Until recently, undifferentiated round cell sarcomas (URCS) in infants have been considered a wastebasket diagnosis, composed of various pathologic entities and lacking consistent genetic alterations. The recent identification of recurrent BCOR internal tandem duplications (ITD) and less common alternative YWHAE-NUTM2B/E fusions in half of infantile URCS and the majority of so-called primitive myxoid mesenchymal tumors of infancy (PMMTI) suggests a common pathogenesis with clear cell sarcoma of the kidney which also harbors the same genetic alterations. These tumors also share a similar morphology and immunoprofile, including positivity for BCOR, cyclin D1, and SATB2. In this study, we investigate the largest cohort to date of genetically confirmed URCS and PMMTI with BCOR ITD or YWHAE fusions to better define their morphologic spectrum and clinical behavior. Twenty-eight cases harbored BCOR ITD and five YWHAE fusions, occurring in 29 infants and 4 children, 19 males and 14 females. Microscopically, 20 were classified as URCS and 13 as PMMTI. Follow-up was available in 25 patients, with 14 (56%) succumbing to their diseases at a mean duration of 18-months follow-up (range: 2-62). Six patients remained with no evidence of disease at a mean follow-up of 63 months (range: 4-192), four patients were still alive with disease (mean follow-up: 46 months, range: 4-120), and one died of other causes. Local recurrence and distant metastasis were each observed in 11/25 (44%) of the patients. The overall survival was 42% at 3 years and 34% at 5 years (median survival: 26 months). There was no statistically significant survival difference between cases diagnosed as URCS and PMMTI and between those with BCOR ITD and YWHAE fusions.

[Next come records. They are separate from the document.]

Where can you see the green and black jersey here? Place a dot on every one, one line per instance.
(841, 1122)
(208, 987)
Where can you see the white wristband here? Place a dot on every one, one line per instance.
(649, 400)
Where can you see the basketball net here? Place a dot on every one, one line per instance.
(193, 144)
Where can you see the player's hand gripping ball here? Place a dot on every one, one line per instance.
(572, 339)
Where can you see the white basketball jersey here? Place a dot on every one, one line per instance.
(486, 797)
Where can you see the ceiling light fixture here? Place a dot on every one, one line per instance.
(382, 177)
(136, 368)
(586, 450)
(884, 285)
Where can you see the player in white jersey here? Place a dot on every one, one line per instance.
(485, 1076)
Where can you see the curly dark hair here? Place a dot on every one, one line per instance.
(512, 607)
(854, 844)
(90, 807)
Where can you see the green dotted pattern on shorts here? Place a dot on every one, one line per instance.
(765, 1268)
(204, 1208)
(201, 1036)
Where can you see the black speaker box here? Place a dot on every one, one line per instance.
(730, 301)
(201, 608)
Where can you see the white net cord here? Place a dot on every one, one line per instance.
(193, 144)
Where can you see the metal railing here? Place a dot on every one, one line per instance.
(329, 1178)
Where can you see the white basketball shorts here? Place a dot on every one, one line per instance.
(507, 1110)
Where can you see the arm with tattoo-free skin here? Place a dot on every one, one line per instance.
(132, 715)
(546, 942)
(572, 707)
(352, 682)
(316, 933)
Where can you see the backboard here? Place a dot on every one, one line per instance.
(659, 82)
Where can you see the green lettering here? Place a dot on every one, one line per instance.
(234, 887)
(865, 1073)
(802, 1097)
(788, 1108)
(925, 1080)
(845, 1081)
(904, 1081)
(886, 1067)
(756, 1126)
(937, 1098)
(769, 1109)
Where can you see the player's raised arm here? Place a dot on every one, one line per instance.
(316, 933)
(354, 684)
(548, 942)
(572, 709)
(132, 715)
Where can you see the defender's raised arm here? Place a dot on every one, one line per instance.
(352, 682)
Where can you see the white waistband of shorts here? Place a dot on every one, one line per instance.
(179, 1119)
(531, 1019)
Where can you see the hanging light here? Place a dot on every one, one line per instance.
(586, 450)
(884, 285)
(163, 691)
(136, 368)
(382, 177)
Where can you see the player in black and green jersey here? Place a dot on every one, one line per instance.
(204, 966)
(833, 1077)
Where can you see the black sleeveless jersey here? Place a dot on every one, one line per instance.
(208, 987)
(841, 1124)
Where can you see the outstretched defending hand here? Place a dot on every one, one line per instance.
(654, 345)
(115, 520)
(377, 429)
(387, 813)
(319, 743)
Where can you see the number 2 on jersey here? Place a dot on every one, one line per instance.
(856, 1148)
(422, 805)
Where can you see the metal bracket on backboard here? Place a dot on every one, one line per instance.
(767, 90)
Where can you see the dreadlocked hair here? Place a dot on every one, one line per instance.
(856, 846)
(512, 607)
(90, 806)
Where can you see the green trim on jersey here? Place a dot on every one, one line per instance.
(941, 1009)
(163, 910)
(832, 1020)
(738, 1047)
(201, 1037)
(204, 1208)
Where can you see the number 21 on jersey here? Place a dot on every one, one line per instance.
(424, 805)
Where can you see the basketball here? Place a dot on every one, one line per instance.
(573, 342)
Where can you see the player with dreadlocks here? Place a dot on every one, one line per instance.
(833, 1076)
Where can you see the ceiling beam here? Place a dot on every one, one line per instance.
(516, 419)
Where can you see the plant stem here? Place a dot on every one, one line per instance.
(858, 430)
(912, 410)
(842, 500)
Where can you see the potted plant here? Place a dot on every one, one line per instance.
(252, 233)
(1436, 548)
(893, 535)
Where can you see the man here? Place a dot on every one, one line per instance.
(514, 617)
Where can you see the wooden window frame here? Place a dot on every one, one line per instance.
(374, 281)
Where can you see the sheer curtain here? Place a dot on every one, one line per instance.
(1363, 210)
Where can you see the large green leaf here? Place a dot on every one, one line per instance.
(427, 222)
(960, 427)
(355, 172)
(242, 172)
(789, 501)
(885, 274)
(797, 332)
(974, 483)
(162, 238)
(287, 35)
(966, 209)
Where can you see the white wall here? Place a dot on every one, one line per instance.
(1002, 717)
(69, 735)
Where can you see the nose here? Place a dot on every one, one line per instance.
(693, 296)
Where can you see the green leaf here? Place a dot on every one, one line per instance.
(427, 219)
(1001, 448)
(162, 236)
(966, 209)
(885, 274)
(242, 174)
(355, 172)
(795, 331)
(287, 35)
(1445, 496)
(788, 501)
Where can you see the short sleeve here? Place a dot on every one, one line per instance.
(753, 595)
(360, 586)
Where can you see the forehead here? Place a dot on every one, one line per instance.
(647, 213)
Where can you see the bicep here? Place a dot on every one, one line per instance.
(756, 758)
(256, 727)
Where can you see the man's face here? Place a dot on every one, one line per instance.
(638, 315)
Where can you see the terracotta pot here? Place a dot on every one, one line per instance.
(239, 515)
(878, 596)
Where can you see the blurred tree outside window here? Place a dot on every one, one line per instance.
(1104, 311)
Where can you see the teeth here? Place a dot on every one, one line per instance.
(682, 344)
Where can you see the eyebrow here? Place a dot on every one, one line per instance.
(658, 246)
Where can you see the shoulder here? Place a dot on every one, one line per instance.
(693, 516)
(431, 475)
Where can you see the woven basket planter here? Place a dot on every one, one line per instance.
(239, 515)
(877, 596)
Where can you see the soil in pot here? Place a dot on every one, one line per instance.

直到最近,婴儿未分化圆形细胞肉瘤(URCS)一直被视为一种“垃圾桶诊断”,它由各种病理实体组成,且缺乏一致的基因改变。最近在半数婴儿URCS和大多数所谓的婴儿原始黏液样间叶肿瘤(PMMTI)中发现了复发性BCOR内部串联重复(ITD)以及较少见的YWHAE-NUTM2B/E融合,这提示其与同样存在相同基因改变的肾透明细胞肉瘤有共同的发病机制。这些肿瘤还具有相似的形态学和免疫表型,包括BCOR、细胞周期蛋白D1和SATB2呈阳性。在本研究中,我们调查了迄今为止最大的一组经基因确认的伴有BCOR ITD或YWHAE融合的URCS和PMMTI队列,以更好地界定其形态学谱和临床行为。28例存在BCOR ITD,5例存在YWHAE融合,发生于29例婴儿和4例儿童,其中男性19例,女性14例。显微镜下,20例被分类为URCS,13例为PMMTI。25例患者有随访资料,14例(56%)在平均18个月的随访期内(范围:2 - 62个月)因病死亡。6例患者在平均63个月的随访期内(范围:4 - 192个月)无疾病证据,4例患者仍患有疾病存活(平均随访:46个月,范围:4 - 120个月),1例死于其他原因。25例患者中有11例(44%)出现局部复发和远处转移。3年总生存率为42%,5年为34%(中位生存期:26个月)。诊断为URCS和PMMTI的病例之间以及存在BCOR ITD和YWHAE融合的病例之间,生存率无统计学显著差异。